The Tory government introduced a bill in mid-November that would require financial transparency from First Nations governments across the country.
Bill C-27, currently tabled in the House of Commons, would require First Nations to publish the salaries and expenses of their elected leaders as well as regular audited financial statements for all Canadians to see.
Okanagan-Coquihalla MP Dan Albas says the legislation will ensure the taxpayers have accountability from all elected officials in Canada—something that most governments in Canada are accustomed to at some level. Albas is correct. With billions of dollars at stake, or even if it were only one dollar, Indian band members, taxpayers have a right to know.
Here in the Nicola Valley, which is home to several Indian bands, including the beleaguered Lower Nicola Indian Band (LNIB), the bill might find a warm welcome.
For others, like Tk'emlups Indian Band Chief Shane Gottfriedson, the bill is "paternalistic" and "regressive." While the bands should and do have autonomy, this argument is hard to swallow. How can accountability be regressive?

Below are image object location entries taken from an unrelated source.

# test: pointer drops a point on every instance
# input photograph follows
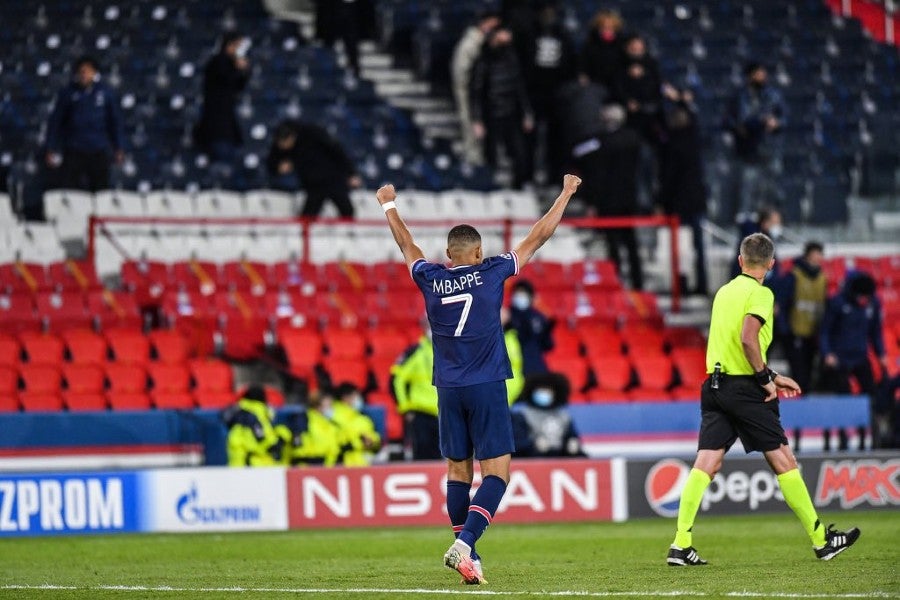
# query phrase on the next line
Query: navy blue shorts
(475, 418)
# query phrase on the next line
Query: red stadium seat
(169, 377)
(41, 378)
(114, 309)
(247, 276)
(128, 346)
(85, 402)
(345, 276)
(613, 373)
(73, 275)
(211, 375)
(600, 341)
(10, 350)
(387, 342)
(642, 340)
(41, 401)
(63, 310)
(127, 378)
(84, 378)
(573, 367)
(145, 280)
(344, 343)
(691, 366)
(23, 277)
(17, 313)
(353, 370)
(85, 347)
(654, 373)
(303, 349)
(169, 346)
(42, 348)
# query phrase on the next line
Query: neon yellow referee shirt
(738, 298)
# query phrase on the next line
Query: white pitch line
(467, 591)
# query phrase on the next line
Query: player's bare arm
(546, 225)
(411, 252)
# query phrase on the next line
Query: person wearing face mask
(533, 328)
(755, 117)
(851, 326)
(218, 132)
(84, 130)
(542, 424)
(357, 429)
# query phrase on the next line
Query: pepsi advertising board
(49, 504)
(747, 484)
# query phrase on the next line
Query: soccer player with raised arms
(739, 399)
(463, 304)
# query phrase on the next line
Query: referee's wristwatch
(766, 376)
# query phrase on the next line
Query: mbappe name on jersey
(459, 284)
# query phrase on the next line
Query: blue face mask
(542, 397)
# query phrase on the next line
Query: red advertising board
(413, 494)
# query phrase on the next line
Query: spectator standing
(305, 154)
(541, 420)
(465, 54)
(501, 113)
(755, 116)
(252, 440)
(682, 185)
(85, 130)
(602, 55)
(532, 327)
(550, 63)
(851, 326)
(357, 428)
(639, 89)
(802, 293)
(224, 77)
(609, 164)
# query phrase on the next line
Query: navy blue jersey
(463, 305)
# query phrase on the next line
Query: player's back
(463, 305)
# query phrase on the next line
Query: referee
(740, 400)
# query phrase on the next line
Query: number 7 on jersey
(466, 299)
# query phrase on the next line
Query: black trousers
(316, 197)
(422, 436)
(85, 170)
(507, 132)
(625, 239)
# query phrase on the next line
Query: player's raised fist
(386, 193)
(571, 183)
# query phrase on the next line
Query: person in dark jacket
(225, 76)
(608, 164)
(801, 296)
(85, 130)
(639, 89)
(501, 112)
(550, 64)
(533, 328)
(304, 154)
(682, 186)
(851, 326)
(542, 424)
(602, 56)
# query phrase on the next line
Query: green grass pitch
(759, 556)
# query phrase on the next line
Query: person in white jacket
(465, 54)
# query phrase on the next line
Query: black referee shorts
(736, 410)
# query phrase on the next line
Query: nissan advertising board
(746, 484)
(413, 494)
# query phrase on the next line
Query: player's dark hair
(463, 235)
(812, 246)
(757, 250)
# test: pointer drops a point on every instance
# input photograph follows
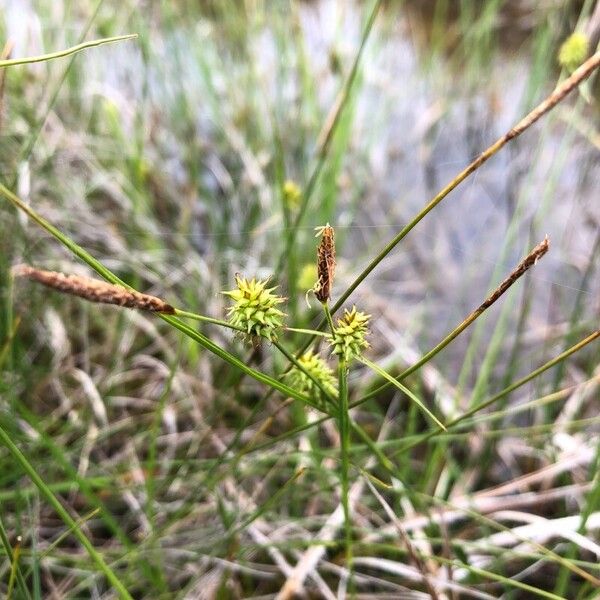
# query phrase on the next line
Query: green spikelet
(319, 369)
(349, 336)
(254, 308)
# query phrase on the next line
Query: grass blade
(403, 389)
(12, 62)
(64, 515)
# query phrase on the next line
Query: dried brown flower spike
(94, 290)
(325, 263)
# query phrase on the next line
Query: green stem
(197, 317)
(11, 62)
(64, 515)
(328, 317)
(307, 331)
(344, 427)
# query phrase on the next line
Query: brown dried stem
(515, 274)
(94, 290)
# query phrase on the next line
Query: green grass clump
(156, 456)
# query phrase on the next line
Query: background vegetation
(166, 158)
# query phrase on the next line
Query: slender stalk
(64, 515)
(307, 331)
(328, 317)
(11, 62)
(511, 388)
(343, 424)
(95, 264)
(327, 134)
(529, 261)
(14, 568)
(560, 92)
(204, 319)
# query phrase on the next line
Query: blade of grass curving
(508, 582)
(8, 550)
(272, 500)
(344, 428)
(548, 554)
(383, 373)
(327, 133)
(11, 62)
(561, 91)
(16, 553)
(64, 515)
(28, 147)
(173, 321)
(529, 261)
(511, 388)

Bill C-27 came about shortly after the Canadian Taxpayers Federation began an expose of the salaries of some Indian band chiefs, some of which surpassed those of provincial premiers and MLAs—MLAs who served larger constituencies than the chiefs in question.
Through the Access to Information Act, the CTF revealed that 600 chiefs made the off reserve equivalent of over $100,000 annually from 2008-09. B.C. had 63 First Nations politicians with pay greater than $100,000.
For years, LNIB members have dealt with accusations of some serious offences alleged to have been committed by their elected, or unelected depending how you look at it, officials.
At the centre of it all: financial accountability.
Much of the Band's current problems stem back to February 2009, when three LNIB councillors were impeached for allegedly misappropriating more than $1 million of the Band's funds during then-Chief Arthur Dick's administration from 2004-2007. Then Chief Don Moses (2007-2010) alleged, after establishing a fact-finding committee (Elders Investigative Committee), that the councillors misused the funds and demanded they be repaid to the Band. The impeachments were challenged, and eventually a federal judge found that even though there was evidence of misappropriation, it was inconclusive.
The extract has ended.